Sunday, April 15

Taliea's new EP

http://taliea.bandcamp.com/

Hey look! It's a link to my band's EP. You should click on it, and then listen to it, and then buy it!

It's late and I'm tired.
 Love,
Isaac

Saturday, April 7

What then?

I have always been given to the idea that when one pursues excellence in a given area, one is consciously diminishing the possibilities of excelling in any other.

For example, I love too much. Not people, really, just things. Ideas. Thoughts. Books. Music. Words that stand by themselves, capitalized, and followed by a coma. Words. (The people thing was a joke, sort of).

I feel as though I am tragically living my life balanced upon a see-saw, and my goal is, in some strange way, to reach the bottom safely, without a disgruntling thud. But to get down means to choose a side to walk upon so that it will weigh down and bear me to the ground-- and who knows what would happen if I were to choose This way, instead of That way. Well, of course the logical thing to occur would be for me to reach a certain bottom-- the ground, as it were. That is the end goal. But I have this terrible feeling that, whatever plank I choose to walk on will in some way define the kind of person I will end up being as I set foot to the ground. And the person that I end up being is, for some (perhaps daft) reason of paramount importance.

And this is dealing with more than that annoyingly unanswered question of "What to major in in college." Perhaps even more than the other equally annoying, but far more consequential, question of "What do I believe about God." This is transcending all these quibbles and going straight to the core: "What, if anything, is important?"

I've been told that one can only find that answer in oneself. That's a cute little post-modernistic one-liner you can use at intimate moments as you're talking with your one Transcendentalist friend over a beer behind a house where the party's dying down.

I've also been told that you can find what's important in Jesus. That's another cute little one-liner you can use as you're staring at the floor, giving your two cents-worth of what such and such bible verse means at a Wednesday night bible study.

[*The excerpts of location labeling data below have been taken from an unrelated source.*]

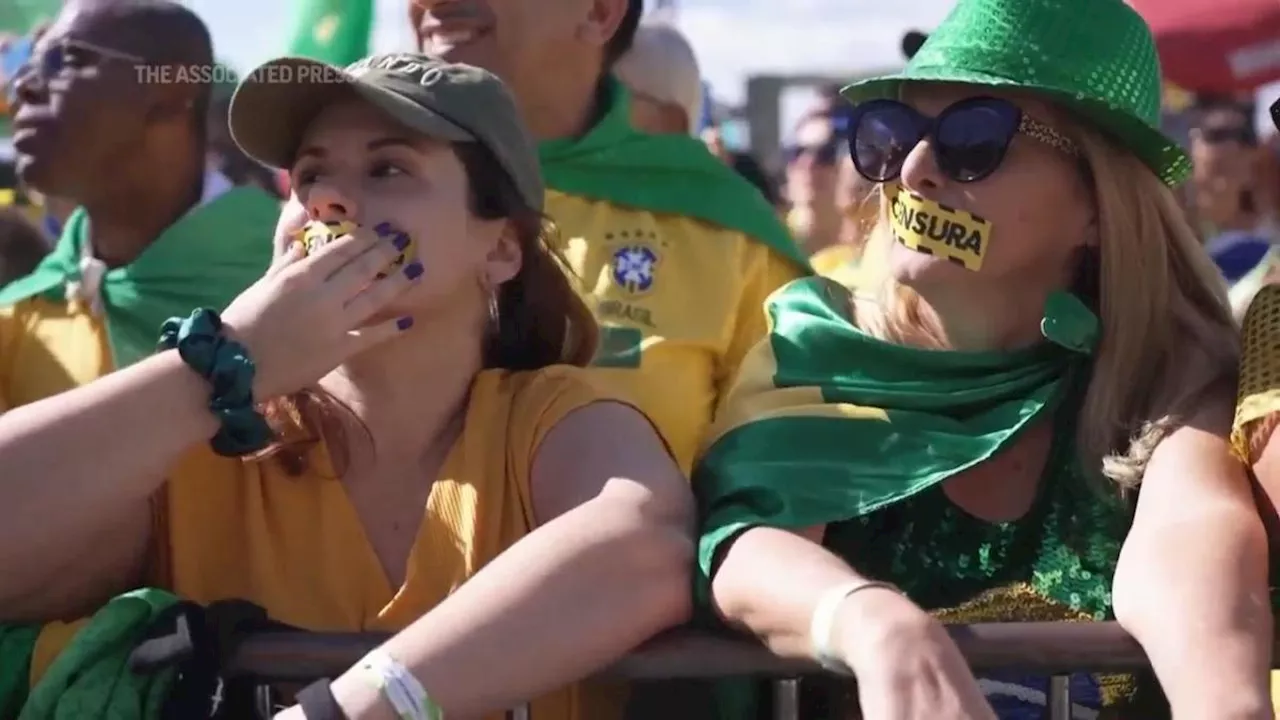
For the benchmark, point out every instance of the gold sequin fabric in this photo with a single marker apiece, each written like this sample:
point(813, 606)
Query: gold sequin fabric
point(1257, 408)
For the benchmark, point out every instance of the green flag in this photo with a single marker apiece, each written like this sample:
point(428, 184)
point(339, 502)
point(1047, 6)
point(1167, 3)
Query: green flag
point(332, 31)
point(19, 17)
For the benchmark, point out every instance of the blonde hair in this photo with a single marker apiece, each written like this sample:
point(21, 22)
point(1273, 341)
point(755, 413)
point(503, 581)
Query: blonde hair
point(1168, 335)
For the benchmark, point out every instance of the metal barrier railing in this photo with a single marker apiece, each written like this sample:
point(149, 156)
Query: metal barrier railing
point(1042, 648)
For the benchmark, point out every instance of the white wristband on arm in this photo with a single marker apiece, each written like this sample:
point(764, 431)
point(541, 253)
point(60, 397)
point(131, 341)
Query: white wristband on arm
point(823, 621)
point(400, 687)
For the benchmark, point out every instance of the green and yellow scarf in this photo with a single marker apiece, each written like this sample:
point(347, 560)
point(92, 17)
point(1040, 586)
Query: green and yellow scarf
point(663, 173)
point(828, 423)
point(204, 260)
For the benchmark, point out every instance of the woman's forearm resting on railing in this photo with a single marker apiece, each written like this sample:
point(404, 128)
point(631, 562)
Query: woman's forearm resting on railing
point(83, 458)
point(769, 584)
point(557, 606)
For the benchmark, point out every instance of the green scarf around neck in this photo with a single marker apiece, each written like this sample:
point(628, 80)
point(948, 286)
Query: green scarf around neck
point(662, 173)
point(204, 260)
point(828, 423)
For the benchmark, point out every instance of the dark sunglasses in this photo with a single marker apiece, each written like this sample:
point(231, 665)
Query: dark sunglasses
point(69, 54)
point(969, 139)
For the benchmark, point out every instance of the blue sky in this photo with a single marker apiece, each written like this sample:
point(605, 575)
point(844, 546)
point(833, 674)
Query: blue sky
point(732, 37)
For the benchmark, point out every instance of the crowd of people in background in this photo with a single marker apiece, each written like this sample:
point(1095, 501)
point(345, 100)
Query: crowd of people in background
point(503, 350)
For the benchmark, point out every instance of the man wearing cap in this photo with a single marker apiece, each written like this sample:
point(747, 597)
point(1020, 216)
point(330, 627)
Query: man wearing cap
point(106, 119)
point(676, 250)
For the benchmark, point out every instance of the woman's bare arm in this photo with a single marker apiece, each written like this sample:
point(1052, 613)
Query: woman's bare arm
point(1192, 582)
point(78, 472)
point(608, 568)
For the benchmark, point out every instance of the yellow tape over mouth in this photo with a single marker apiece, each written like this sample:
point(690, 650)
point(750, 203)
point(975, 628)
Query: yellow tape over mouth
point(932, 228)
point(316, 233)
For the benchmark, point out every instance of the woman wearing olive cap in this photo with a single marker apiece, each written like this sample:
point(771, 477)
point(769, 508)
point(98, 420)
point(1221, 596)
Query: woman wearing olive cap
point(1027, 418)
point(423, 411)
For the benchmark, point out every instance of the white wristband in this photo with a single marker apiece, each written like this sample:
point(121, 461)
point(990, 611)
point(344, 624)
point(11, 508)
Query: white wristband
point(823, 621)
point(400, 687)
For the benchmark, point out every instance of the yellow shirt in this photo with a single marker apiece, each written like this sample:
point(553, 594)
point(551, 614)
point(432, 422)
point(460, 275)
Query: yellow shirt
point(48, 347)
point(680, 302)
point(295, 545)
point(839, 263)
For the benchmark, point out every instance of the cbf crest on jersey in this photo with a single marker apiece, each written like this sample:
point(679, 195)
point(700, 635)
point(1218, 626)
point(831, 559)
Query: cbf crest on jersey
point(635, 261)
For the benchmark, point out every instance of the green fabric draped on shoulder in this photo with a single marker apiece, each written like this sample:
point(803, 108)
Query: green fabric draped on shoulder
point(662, 173)
point(204, 260)
point(827, 423)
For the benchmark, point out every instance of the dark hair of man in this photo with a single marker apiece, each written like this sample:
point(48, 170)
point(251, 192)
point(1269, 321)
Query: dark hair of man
point(165, 33)
point(625, 36)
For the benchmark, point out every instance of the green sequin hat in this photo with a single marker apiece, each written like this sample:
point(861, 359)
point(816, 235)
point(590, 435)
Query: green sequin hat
point(1093, 57)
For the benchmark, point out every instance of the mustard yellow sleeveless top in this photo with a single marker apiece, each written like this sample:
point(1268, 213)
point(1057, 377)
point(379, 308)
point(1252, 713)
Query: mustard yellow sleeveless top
point(295, 545)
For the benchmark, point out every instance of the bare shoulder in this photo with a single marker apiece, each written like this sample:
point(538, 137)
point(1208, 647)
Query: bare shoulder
point(607, 447)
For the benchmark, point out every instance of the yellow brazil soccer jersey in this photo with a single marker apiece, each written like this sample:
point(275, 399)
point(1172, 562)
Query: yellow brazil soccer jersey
point(48, 347)
point(680, 301)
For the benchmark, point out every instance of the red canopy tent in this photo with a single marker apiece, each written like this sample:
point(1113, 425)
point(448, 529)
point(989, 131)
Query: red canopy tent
point(1216, 45)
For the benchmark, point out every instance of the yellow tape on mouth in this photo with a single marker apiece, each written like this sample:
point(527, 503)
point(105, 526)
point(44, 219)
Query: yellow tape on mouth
point(315, 235)
point(928, 227)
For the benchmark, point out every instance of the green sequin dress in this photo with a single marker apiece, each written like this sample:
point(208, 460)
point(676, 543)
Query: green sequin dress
point(1054, 564)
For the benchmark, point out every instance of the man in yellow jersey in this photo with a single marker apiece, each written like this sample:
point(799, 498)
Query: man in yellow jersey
point(110, 113)
point(676, 250)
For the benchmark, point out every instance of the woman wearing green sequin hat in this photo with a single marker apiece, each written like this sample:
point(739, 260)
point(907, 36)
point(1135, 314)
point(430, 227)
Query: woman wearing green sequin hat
point(967, 436)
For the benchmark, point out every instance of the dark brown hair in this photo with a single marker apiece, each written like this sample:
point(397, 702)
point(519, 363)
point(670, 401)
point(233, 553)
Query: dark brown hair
point(540, 320)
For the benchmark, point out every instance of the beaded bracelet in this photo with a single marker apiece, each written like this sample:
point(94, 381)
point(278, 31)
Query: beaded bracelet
point(229, 370)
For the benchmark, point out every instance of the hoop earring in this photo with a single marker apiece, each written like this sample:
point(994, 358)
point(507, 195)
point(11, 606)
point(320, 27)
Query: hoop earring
point(494, 311)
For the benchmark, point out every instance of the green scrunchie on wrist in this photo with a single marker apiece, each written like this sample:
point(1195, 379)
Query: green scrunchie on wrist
point(229, 370)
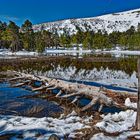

What's important is found in the Bible --- Intimate moment around a campfire on a stifling Friday night at a Christian camp in July.

What's important? Whatever is right in front of you.  Your subconscious tells you that when you're not paying attention. And we never pay attention. Like right now. I'm not paying attention. Thus, this blog is important. How important? Can't say. I wasn't paying attention.

I'm used to being alone by now. I like being alone. It's comforting.
It's also terrifying.

I want to go to the sea, to close my eyes and hear the waves and the gulls and my own breath, all merging into one sound. The sound of time passing slowly. I want to feel the sun on my pale skin and bring it slowly to life, but not too hurriedly, otherwise I will burn. But then, should I want to burn, what then?